R for reproducible scientific analysis
Project management with RStudio
Learning objectives
- Understand motivation for code and data management
- Know how to organize code, data, and results
- Be able to create and use an RStudio project
Code & Data Organization
The scientific process is naturally incremental, and many projects start life as random notes, some code, then a manuscript, and eventually everything is a bit mixed together.
Managing your projects in a reproducible fashion doesn’t just make your science reproducible, it makes your life easier.
— Vince Buffalo (@vsbuffalo) April 15, 2013
A good project layout will ultimately make your life easier:
- It makes it easier to understand the pipeline from source data to final product
- It helps ensure the integrity of your data
- It makes it simpler to share your code with someone else
- It allows you to easily upload your code with your manuscript submission
- It makes it easier to pick the project back up after a break
Best practices for project organization
Although there is no “best” way to lay out a project, there are some general principles to adhere to that will make project management easier:
Treat raw data as read only
This is probably the most important goal of setting up a project. Raw data should never be edited, because you can never be sure that you will want to keep any edit you make, and you want to have a record of any changes you make to data. Therefore, treat your raw data as “read only”, perhaps even making a raw_data
directory that is never modified. If you do some data cleaning or modification, save the modified file separate from the raw data, and ideally keep all the modifying actions in a script so that you can review and revise them as needed in the future.
Treat generated output as disposable
Anything generated by your scripts should be treated as disposable: it should all be able to be regenerated from your scripts. There are lots of different ways to manage this output, and what’s best may depend on the particular kind of project. At a minimum, it’s useful to have separate directories for each of the following:
- data: Ideally .csv files as these are flat, transparent, and universal. You may have other specialized formats as well. .rda and .rds are R-specific data files but you never need to use these.
- code: .R files, perhaps .do files if Stata is your thing, .py files for Python, etc.
- results: .png or .pdf files for plots; .tex or .txt files for tables
- papers: .tex if you write in LaTeX, .doc for Word, .Rmd for RMarkdown (which we recommend and will cover tomorrow afternoon), and .pdf or .html rendered documents.
RStudio Projects
RStudio has a feature to help keep everything organized in a self-contained, reproducible package, called a “project”.
A project is a small file with a .Rproj
extension, but you can think of all the files and sub-directories as belonging to that project. We recommend creating a directory and a project file for each project you work on. It should look something like this:
When you want to work on this project using R, double click on the .Rproj file, and RStudio will open it and keep everything organized for you. You can also open an existing project from RStudio by clicking “File -> Open project…”
Challenge – Create a Project
Let’s create a new project in RStudio that will contain all of our work for this workshop.

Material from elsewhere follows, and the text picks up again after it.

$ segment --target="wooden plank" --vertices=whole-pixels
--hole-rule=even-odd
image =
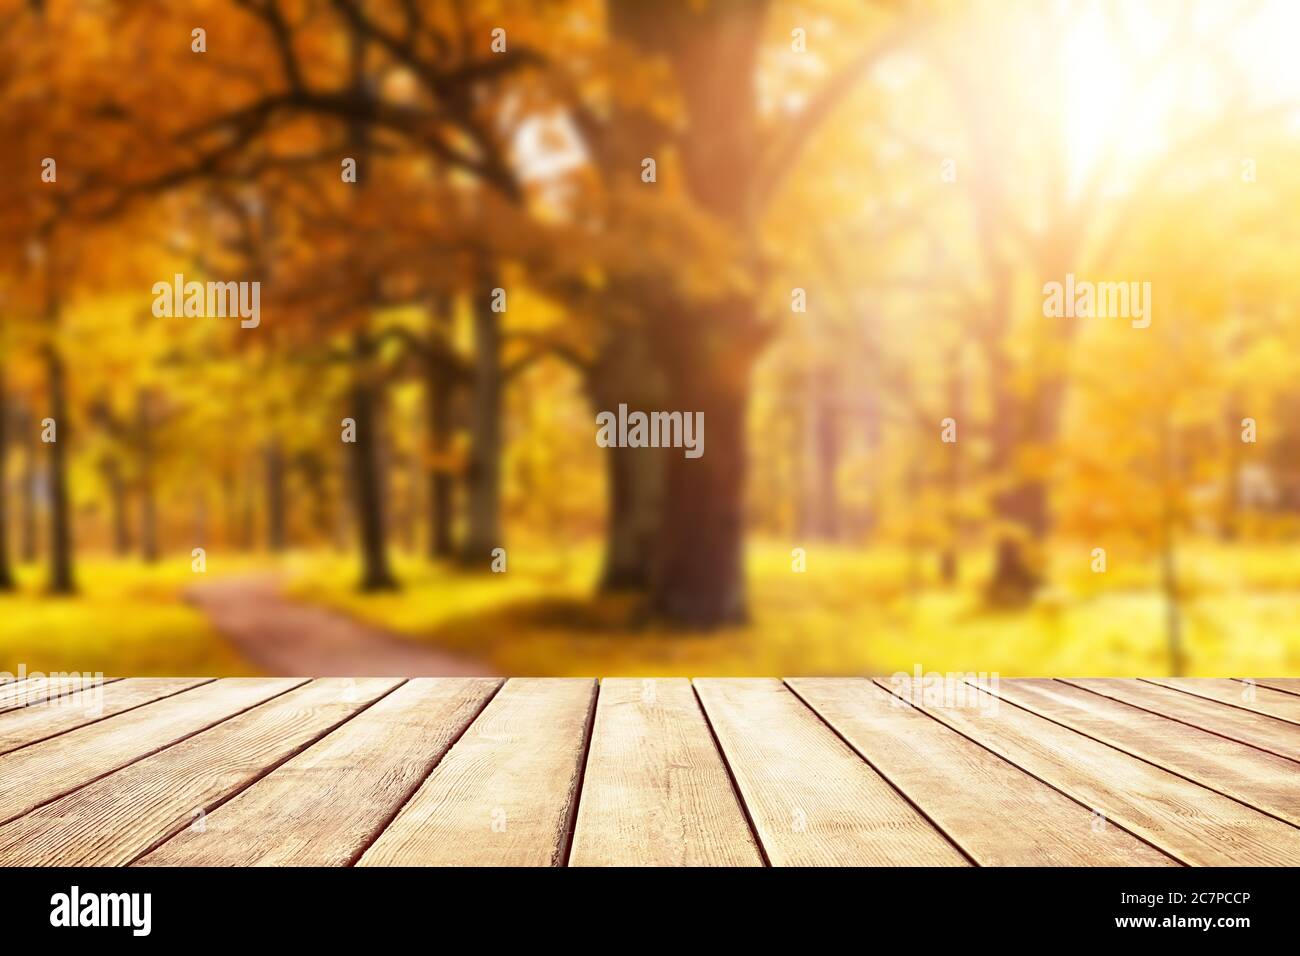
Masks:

- Click the “File” menu button, then “New Project”.
- Click “New Directory”.
- Click “Empty Project”.
- Type a descriptive directory name: This is the title of your project, so for this one you might use “DataCarpentry” or something similar.

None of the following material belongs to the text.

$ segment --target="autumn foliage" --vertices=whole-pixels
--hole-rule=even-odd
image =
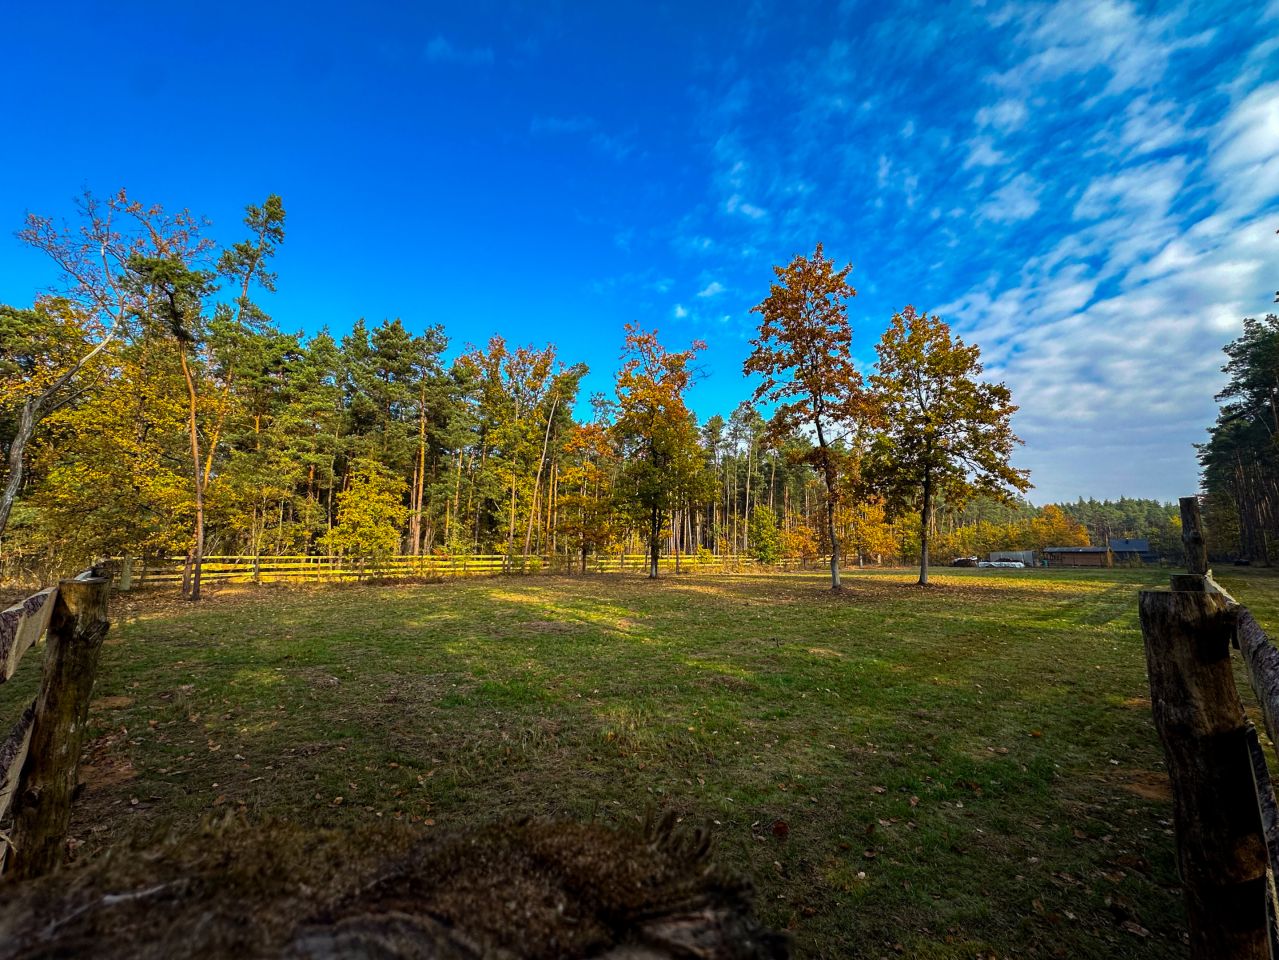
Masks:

- Store the new directory in a sensable place in your computer’s organizational scheme. If you have a “workshops” or “classes” directory that would make sense. This will create a new directory called “DataCarpentry” in that directory.
- Click “Create Project”.
If everything went right, RStudio should’ve flickered and you should be looking at a pretty bare RStudio instance. That’s okay. Click on the “Files” tab in the lower right pane. Your .Rproj file should be there with nothing else. You’ve got the bare bones of a new project. Let’s now create the directory structure described above, a folder for each of data, code, results, and papers. You can do this in RStudio by clicking on the “New Folder” button in the Files pane, or in your OS by navigating to the directory you just created. Then we’ll download the data that we’re going to use in this workshop and put that in a “raw_data” directory inside your “data” directory.
Challenge – Project Organization
- In your project directory, either using the Project tab of RStudio or your OS’ file system, create the following directories:
- data
- code
- results
- papers
- Clicking on this link will take you to a page that downloads a .zip file that contains all the data needed for this workshop. Download it, unzip it, and move the new “raw_data” folder into the data folder of your project.